Timothy Spall, Kristin Scott Thomas, Patricia Clarkson, Bruno Ganz, Emily Mortimer, Cillian Murphy
FilmInk rates movies out of $20 — the score indicates the amount we believe a ticket to the movie to be worth
…intermittently very funny…
This is a curious amalgam, and only a partially successful one. On the one hand it seems to fall into the time-honoured genre of deliberately improbable and facetious British farce, while on the other it strives to be earnestly and fashionably contemporary. There’s also something of a disconnect between the crackerjack acting – by a formidably great cast – and the stereotypical nature of some of the characters. All that said, The Party is intermittently very funny, and if it’s easy to find flaws in, it’s also very easy to watch.
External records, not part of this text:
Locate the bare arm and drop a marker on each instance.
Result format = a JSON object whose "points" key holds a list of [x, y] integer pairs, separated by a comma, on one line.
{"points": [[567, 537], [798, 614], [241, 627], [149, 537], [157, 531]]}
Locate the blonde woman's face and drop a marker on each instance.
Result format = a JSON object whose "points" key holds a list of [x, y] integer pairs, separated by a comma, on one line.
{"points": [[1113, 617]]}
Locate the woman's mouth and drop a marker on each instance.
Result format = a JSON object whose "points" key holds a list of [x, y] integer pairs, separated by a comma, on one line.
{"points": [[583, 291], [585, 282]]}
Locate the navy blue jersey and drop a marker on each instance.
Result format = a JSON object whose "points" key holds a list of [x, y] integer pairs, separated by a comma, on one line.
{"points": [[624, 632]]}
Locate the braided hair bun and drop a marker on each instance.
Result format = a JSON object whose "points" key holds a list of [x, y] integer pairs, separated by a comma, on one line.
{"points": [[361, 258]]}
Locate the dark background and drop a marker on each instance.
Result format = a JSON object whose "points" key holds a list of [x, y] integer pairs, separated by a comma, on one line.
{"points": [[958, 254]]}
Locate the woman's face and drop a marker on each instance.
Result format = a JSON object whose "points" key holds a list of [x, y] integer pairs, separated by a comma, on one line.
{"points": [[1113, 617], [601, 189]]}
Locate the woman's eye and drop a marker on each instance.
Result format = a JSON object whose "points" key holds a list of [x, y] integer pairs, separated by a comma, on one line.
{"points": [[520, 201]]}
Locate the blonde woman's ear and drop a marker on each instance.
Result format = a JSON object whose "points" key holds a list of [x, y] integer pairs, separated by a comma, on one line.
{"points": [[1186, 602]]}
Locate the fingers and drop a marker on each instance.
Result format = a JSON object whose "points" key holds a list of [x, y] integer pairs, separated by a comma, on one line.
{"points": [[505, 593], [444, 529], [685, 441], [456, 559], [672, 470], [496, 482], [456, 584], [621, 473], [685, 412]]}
So, what’s it about? Well, it’s a textbook case of the kind of movie about which it’s best to know as little as possible walking in. Suffice it to say, then, that it’s a rather stagy affair, with most of the action confined to one room in which a married couple is holding a dinner party. The wife, Janet (Kristin Scott Thomas in the best performance of all), is celebrating her elevation to a ministerial government post, while her husband Bill (Timothy Spall) is contrastingly depressed for reasons that are initially unclear. They and their guests are genuinely passionate about ideas – and ideals – and yet they tend to talk in a way that seems affected and pseudo-intellectual. Just to add to the contradictions, they’re the kind of people who would pose like that, so their insincerity is – so to speak – sincere. In any case, The Party – which is in black and white, incidentally – is very much a story about relationships rather than concepts, and it would be a huge understatement to say that the plot thickens.
Don’t be put off by the short running time. The wordy, literate and densely-packed script and the ever-shifting plot lines ensure that The Party feels considerably longer than it actually is.